Will This Be the Radicalization of Black Lives Matter?

Photograph by Nathaniel St. Clair

On Monday a group of local Black Lives Matter chapters issued a statement to the public calling for more transparency and accountability from the Black Lives Matter Global Network (BLMGN), the umbrella structure for the Black lives matter structures.

In what appears to be an ongoing internal discussion, the chapters claimed that BLMGN not only did not collaborate on political visioning and collective analysis with the chapters but shockingly, with the millions reported in the media that was raised from foundations and corporations, “most chapters have received little to no financial support since the launch in 2013.”

The lack of accountability and questions regarding the use of funds were almost inevitable because it was designed that way. Counterinsurgency efforts in the U.S. and elsewhere discovered that these methods are effective and adopted them as part of the playbook for corrupting and redirecting potential oppositional groups.

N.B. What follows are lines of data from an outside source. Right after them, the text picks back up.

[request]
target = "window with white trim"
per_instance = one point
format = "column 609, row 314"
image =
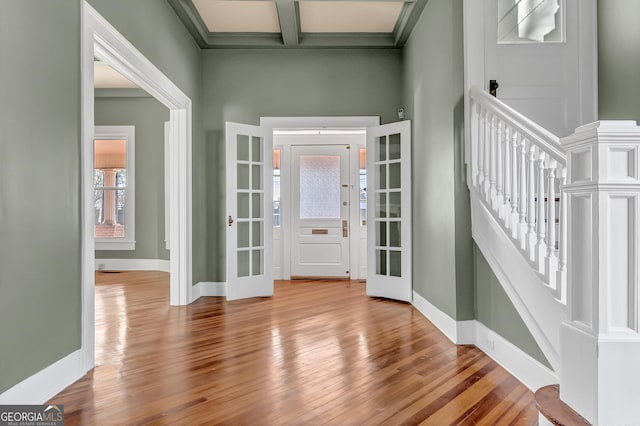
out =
column 114, row 187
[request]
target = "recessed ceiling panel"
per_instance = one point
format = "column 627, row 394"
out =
column 245, row 16
column 349, row 16
column 105, row 77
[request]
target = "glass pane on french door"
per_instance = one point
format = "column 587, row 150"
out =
column 250, row 198
column 388, row 209
column 389, row 212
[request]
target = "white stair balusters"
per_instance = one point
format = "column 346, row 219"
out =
column 516, row 167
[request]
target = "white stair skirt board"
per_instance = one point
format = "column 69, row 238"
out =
column 523, row 367
column 45, row 384
column 203, row 289
column 132, row 265
column 459, row 332
column 533, row 300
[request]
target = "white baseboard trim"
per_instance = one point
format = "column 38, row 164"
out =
column 133, row 265
column 442, row 321
column 45, row 384
column 529, row 371
column 203, row 289
column 522, row 366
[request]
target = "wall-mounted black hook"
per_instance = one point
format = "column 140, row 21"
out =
column 493, row 88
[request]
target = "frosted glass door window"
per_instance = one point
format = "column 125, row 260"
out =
column 319, row 187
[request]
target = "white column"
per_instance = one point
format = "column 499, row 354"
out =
column 600, row 343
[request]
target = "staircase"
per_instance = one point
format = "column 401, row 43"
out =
column 559, row 223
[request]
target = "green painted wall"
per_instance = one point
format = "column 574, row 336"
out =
column 495, row 310
column 39, row 186
column 619, row 59
column 448, row 272
column 154, row 29
column 148, row 116
column 433, row 96
column 244, row 85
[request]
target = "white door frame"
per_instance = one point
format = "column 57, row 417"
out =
column 290, row 123
column 102, row 40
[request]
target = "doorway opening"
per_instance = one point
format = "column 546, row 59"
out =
column 102, row 41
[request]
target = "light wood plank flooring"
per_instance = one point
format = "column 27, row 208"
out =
column 318, row 352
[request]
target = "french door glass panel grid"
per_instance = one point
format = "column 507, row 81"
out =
column 388, row 213
column 250, row 199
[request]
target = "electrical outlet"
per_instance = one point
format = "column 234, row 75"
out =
column 491, row 344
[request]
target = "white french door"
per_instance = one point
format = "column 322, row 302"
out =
column 389, row 211
column 320, row 201
column 249, row 220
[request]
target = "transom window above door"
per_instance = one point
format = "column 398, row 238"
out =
column 299, row 23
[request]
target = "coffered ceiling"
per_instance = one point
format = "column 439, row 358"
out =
column 218, row 24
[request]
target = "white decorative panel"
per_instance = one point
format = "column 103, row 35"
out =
column 581, row 168
column 319, row 187
column 620, row 273
column 622, row 163
column 581, row 258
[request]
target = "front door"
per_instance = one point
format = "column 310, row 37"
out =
column 320, row 193
column 249, row 219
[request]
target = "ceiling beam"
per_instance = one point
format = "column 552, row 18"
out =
column 408, row 18
column 289, row 17
column 191, row 19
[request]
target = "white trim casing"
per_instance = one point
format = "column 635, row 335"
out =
column 132, row 265
column 522, row 366
column 300, row 123
column 42, row 386
column 128, row 133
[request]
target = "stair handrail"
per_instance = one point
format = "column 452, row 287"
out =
column 542, row 137
column 513, row 163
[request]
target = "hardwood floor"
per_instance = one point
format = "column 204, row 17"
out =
column 316, row 353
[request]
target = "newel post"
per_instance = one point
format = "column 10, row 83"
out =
column 600, row 343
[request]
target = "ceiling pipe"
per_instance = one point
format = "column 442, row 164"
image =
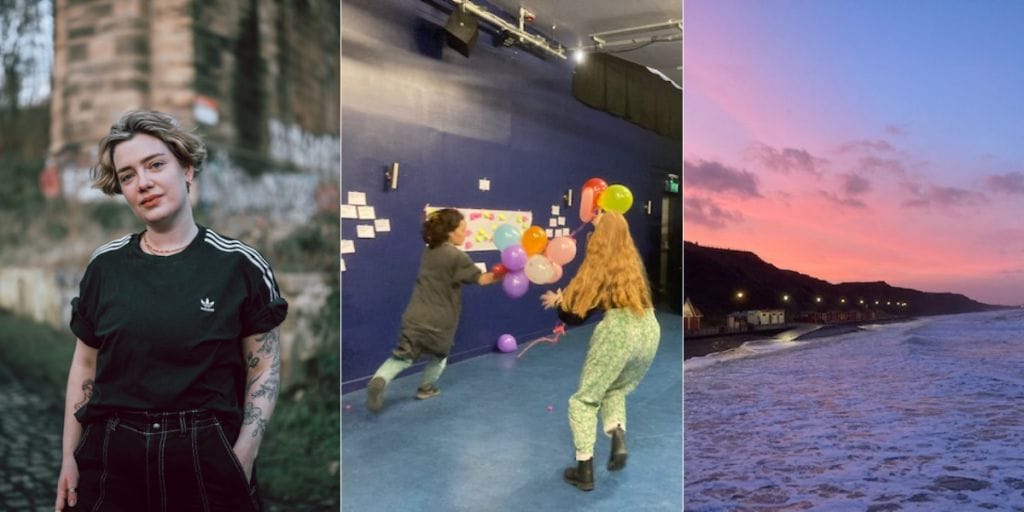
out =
column 601, row 41
column 521, row 34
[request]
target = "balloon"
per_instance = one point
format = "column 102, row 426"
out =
column 514, row 258
column 557, row 272
column 539, row 269
column 506, row 343
column 589, row 195
column 534, row 240
column 506, row 235
column 615, row 199
column 515, row 285
column 560, row 250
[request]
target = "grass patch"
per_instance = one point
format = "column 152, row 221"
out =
column 36, row 352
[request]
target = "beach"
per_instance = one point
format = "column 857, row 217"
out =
column 922, row 415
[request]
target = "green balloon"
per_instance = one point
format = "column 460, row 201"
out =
column 615, row 199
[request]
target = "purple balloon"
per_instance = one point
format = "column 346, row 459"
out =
column 514, row 258
column 515, row 284
column 506, row 343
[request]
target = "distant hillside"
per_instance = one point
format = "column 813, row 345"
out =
column 713, row 278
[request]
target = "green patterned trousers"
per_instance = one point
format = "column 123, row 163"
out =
column 621, row 351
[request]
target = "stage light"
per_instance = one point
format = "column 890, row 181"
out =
column 462, row 31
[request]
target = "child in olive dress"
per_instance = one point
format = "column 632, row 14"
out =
column 432, row 315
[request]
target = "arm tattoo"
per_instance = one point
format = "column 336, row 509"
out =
column 263, row 386
column 87, row 391
column 252, row 415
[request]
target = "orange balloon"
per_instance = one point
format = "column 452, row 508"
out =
column 534, row 240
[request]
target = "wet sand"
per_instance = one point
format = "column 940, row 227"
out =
column 922, row 416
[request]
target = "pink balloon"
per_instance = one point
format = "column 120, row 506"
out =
column 589, row 195
column 539, row 269
column 514, row 258
column 560, row 250
column 515, row 285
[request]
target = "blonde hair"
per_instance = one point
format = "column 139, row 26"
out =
column 611, row 274
column 186, row 147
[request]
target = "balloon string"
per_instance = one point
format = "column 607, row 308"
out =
column 556, row 333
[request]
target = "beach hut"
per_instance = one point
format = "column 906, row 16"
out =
column 766, row 316
column 691, row 316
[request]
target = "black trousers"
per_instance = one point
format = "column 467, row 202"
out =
column 162, row 462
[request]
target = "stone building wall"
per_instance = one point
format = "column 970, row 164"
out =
column 259, row 79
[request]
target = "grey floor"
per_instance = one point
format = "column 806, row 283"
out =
column 489, row 443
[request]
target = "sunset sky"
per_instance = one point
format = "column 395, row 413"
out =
column 860, row 140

This does not mean that everyone participating in this effort were opportunists — quite the contrary. There were thousands of Black activists across the country who sincerely supported and participated in what has become the Black Lives Movement.

These activists for the most part had no idea that questions emerged from the very beginnings of this “movement,” which only intensified in relationship to the George Floyd demonstrations, especially when it appeared that the state had successfully placed BLM at the head of something it had not organized.

Most of the activists who hit the streets just wanted to do the work and didn’t know that questions about whether this movement was more valuable as an instrument of the ideological re-legitimization of the system than it was as an instrument for advancing the oppositional, anti-capitalist radical Black movement, especially as it seemed to align itself with right-wing neoliberal democrats from Obama, Clinton, Warren and now to Biden.

So, with the field being flooded with cash from the enemy to keep the focus on easily incorporated themes of “racial justice” and “criminal justice reform,” issues of both financial and political accountability were always beneath the surface. Now those issues have found the light of day and accountability is being called for.

I hope that this effort will result in a serious discussion around the politics of BLM more so than the money issue, even though both are intertwined by the source of the money and the reasons why resources were generated to support this effort.

The situation that faces African workers and the colonized peoples of this settler colony are dire. There is no capitalist solution to the crisis of capital at this stage of its’ development. No Keynesianism, no “new deals,” no appeals to U.S. exceptionalism or “making America great” will reverse its rot. The material contradictions of the capitalist order have accelerated social-economic forces toward either a unique period of a “new” national expression of U.S. fascism (colonialist fascism was the base upon which racialized capitalism was erected ), or of a revolutionary situation in which socialist revolution is presented by left forces as a viable option.

This dual trajectory is understood by the rulers and is the basis for why they have consciously moved to pre-empt the radicalization of the present moment by propping up what has now become a diversionary movement meant to de-politicize, even in the midst of dramatic mobilizations across the country, in reaction to the lynching of George Floyd.

Throughout the first few months of Covid pandemic in April and into May, stories started to surface that revealed how environmental racism, neoliberal privatization that devastated the public health system, poverty, Black and Brown workers concentrated in the lowest rungs of the employment ladder – the “essential” workers – had created the conditions that made the virus a plague for us.

But those stories just about disappeared for several months, beginning at the end of May. And what happened? George Floyd.

The streets were filled with righteous indignation demanding “justice” for Floyd and correctly linking the other cases of police violence such as the execution of Breonna Taylor. Yet, while the marches demanded that we say the names of Floyd and Taylor and remember Rice and Sandra Blaine — out of sight in run-down nursing homes, overcrowded hospitals, and alone in apartments — our folks were dying in silence. The movement would not claim them; would not say their names or it seemed – fight for them.

And even as the lines for food extended for miles, the unemployment check stopped coming and people were driven into the streets by landlords released from moratoriums against evictions. Somehow these crimes of capital did not fit the definition of an assault on our people. It was as if this was neither a “racial justice” issue nor a crime of racialized capitalism.

It is clear to me that the chapters raising questions about BLM from the frontlines are doing so not out of a desire to destroy but to strengthen the movement by generating this discussion. Will it be a tough conversation? Yes. Because partially obscured by the liberal appropriation of intersectionality is the issue of class that the largely petit-bourgeois classed-based leadership of the movement will not even acknowledge, let alone struggle with.

But that may soon change.

Ajamu Baraka is the national organizer of the Black Alliance for Peace and was the 2016 candidate for vice president on the Green Party ticket. He is an editor and contributing columnist for the Black Agenda Report and contributing columnist for Counterpunch magazine.